In that regard, Sarah Norcross, director of the Progress Educational Trust (PET), a charity that assists people with infertility and genetic conditions, has asked the Human Fertilization and Embryology Authority to clarify the legal and regulatory status of this type of tests in the United Kingdom.
She warns that her organization advises patients with fertility problems not to waste their money doing PRS tests. And that, even if despite the lack of clinical evidence a polygenic risk score could significantly predict certain diseases, the number of embryos that would be needed to make use of this test could not be achieved in a clinical setting.
In a fertility treatment, few embryos can be chosen, so the reasons for preferring one embryo over another must be based on clear evidence.
Bioethical assessment
The therapeutic scope of preimplantation genetic diagnosis tests, such as the one referred to in this article, is practically invalid. Its application is aimed at embryonic selection, and, therefore, at the discarding of many embryos that may present certain genetic anomalies, often of uncertain significance, but which are condemned to destruction as a preventive measure.

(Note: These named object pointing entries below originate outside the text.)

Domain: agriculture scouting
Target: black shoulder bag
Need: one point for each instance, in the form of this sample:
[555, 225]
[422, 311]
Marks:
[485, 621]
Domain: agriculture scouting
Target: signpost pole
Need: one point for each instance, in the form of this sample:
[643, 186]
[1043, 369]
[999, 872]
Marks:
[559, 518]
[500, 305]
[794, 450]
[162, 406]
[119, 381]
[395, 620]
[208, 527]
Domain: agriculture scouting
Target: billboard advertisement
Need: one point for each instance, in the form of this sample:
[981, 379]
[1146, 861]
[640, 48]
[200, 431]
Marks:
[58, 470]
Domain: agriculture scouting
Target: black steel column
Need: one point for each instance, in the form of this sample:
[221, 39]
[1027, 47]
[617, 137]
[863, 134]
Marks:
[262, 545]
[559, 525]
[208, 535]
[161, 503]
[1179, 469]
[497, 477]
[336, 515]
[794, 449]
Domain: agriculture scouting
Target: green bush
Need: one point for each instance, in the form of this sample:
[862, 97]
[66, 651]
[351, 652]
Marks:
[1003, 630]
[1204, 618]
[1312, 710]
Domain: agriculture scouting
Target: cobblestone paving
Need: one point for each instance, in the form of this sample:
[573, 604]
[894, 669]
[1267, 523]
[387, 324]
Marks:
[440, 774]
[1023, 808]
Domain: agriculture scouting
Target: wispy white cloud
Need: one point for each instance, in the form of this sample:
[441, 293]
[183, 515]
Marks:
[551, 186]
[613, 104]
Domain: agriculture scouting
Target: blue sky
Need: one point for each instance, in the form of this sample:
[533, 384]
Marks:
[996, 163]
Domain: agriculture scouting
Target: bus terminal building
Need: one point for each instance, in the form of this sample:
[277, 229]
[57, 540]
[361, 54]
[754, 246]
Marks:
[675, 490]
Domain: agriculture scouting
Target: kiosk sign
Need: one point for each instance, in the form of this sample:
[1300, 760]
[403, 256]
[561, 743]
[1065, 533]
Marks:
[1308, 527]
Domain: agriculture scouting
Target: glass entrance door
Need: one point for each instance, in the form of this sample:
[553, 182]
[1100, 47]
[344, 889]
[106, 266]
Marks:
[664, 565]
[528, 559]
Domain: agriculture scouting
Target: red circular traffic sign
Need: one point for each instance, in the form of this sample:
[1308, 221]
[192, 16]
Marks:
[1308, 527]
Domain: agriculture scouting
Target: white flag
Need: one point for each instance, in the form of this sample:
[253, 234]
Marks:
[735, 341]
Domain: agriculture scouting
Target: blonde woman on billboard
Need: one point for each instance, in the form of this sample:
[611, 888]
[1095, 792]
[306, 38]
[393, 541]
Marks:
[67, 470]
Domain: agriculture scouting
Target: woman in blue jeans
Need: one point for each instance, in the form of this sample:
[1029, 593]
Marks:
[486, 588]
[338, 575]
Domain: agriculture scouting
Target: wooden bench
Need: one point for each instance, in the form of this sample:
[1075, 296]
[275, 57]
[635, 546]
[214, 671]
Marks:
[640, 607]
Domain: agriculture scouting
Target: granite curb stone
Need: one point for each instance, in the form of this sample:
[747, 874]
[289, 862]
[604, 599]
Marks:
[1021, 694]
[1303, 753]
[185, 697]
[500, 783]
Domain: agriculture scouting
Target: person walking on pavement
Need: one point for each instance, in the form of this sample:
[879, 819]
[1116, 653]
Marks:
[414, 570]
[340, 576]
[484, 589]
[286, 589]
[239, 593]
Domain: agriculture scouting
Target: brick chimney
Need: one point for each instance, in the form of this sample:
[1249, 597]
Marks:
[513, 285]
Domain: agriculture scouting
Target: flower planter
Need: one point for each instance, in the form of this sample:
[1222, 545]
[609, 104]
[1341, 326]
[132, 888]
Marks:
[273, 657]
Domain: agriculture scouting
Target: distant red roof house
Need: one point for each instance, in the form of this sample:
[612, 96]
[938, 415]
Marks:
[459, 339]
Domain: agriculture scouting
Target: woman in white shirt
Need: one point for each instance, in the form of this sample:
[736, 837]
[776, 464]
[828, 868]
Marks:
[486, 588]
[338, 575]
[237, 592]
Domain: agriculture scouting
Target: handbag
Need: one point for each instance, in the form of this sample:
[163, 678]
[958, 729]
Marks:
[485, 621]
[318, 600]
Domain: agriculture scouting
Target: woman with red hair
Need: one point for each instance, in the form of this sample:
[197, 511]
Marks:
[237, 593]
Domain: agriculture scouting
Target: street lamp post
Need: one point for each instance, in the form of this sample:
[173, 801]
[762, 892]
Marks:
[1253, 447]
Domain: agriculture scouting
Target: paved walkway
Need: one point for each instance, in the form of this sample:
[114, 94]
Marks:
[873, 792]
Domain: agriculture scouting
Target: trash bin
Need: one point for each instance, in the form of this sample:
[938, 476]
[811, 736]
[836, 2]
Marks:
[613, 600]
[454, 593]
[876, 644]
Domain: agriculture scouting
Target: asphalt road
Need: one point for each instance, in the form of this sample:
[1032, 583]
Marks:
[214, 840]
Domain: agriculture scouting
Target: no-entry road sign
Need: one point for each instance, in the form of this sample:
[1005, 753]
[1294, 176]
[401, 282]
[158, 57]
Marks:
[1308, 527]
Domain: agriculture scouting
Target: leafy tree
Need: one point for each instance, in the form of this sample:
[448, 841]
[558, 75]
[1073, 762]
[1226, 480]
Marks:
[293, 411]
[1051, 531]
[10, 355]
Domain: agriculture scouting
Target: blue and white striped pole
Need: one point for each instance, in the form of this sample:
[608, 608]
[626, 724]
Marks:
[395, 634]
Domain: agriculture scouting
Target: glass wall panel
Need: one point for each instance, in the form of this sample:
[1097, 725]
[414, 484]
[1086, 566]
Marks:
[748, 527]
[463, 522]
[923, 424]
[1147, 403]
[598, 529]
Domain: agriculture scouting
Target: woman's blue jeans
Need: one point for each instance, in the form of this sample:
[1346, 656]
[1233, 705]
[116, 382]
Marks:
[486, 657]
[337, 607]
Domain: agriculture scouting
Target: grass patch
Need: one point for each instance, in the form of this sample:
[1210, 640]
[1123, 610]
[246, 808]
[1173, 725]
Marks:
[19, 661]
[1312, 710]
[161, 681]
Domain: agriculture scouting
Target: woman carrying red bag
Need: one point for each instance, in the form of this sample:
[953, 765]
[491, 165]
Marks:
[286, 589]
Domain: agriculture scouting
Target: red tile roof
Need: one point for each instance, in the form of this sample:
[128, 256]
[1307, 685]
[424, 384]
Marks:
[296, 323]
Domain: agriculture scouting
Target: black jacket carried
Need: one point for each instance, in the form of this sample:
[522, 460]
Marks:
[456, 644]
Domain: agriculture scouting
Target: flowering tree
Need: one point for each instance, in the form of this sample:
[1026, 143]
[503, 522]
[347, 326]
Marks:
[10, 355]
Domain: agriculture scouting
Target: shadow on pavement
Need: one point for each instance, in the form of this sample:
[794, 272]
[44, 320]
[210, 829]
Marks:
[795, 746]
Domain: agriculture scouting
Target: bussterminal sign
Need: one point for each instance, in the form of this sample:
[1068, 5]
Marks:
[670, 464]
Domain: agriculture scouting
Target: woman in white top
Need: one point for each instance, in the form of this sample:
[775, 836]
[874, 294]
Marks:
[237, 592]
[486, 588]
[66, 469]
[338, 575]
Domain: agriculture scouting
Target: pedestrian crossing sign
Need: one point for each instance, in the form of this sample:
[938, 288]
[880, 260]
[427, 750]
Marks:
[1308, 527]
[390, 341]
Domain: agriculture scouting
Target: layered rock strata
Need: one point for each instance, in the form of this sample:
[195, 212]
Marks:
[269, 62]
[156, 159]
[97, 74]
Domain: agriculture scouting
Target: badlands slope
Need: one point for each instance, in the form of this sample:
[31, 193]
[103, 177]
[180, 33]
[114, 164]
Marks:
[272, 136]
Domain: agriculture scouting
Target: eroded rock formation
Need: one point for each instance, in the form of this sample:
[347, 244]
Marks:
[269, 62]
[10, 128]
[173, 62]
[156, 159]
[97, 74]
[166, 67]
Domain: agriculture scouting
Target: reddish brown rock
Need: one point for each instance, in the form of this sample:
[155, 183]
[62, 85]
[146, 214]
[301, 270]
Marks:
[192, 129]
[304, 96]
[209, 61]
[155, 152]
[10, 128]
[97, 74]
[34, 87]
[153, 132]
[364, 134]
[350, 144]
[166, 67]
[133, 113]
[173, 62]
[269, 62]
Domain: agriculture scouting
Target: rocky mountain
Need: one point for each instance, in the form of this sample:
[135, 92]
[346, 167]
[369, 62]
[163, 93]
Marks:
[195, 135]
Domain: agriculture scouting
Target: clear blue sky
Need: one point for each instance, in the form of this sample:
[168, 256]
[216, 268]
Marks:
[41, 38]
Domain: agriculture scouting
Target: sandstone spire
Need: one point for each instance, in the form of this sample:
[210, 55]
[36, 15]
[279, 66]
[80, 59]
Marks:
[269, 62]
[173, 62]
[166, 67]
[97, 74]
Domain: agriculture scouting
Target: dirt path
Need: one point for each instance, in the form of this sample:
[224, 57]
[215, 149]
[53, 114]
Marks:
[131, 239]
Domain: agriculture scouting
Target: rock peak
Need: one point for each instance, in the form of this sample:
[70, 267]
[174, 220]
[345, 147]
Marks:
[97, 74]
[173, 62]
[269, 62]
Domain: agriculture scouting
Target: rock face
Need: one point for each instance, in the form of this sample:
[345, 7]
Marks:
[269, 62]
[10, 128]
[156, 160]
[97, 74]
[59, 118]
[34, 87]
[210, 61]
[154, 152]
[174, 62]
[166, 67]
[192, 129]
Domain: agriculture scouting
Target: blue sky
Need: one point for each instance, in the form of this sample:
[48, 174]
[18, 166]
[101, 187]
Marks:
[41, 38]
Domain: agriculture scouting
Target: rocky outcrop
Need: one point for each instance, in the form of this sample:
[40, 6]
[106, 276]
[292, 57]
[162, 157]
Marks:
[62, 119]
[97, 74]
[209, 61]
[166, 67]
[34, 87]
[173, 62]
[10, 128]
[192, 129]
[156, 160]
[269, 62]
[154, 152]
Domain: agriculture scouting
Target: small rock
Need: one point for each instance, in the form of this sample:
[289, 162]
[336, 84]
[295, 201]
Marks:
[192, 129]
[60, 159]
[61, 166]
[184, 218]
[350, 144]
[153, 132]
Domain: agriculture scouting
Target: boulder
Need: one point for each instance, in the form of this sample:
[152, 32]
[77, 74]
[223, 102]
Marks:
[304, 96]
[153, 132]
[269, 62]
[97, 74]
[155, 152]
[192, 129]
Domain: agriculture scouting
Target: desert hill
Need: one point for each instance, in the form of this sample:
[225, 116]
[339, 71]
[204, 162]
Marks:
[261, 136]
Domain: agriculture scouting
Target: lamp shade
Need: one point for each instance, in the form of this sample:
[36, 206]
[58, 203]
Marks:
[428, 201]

This eugenic practice, which betrays the fundamentals of medicine, must be denounced once again, because far from diagnosing and trying to cure or alleviate those who need it, it chooses to select the supposedly healthy, eliminating the defective.
Many couples who resort to preimplantation genetic diagnosis as another option offered by assisted reproduction techniques are not properly informed of the collateral effects of these diagnostic techniques, which mean that many of their embryonic children are discarded as “imperfect”.
Their right to make autonomous decisions freely requires that they be duly informed of the scope of the collateral effects associated with embryo selection in assisted reproduction.
The life of just one of those embryos is worth more than all the wishes or fears of their parents and the presumed future health of their children, whose dignity is violated by denying them the right to life and the care they require. His life and his medical care is what should be sought in any case, if we are talking about true medicine.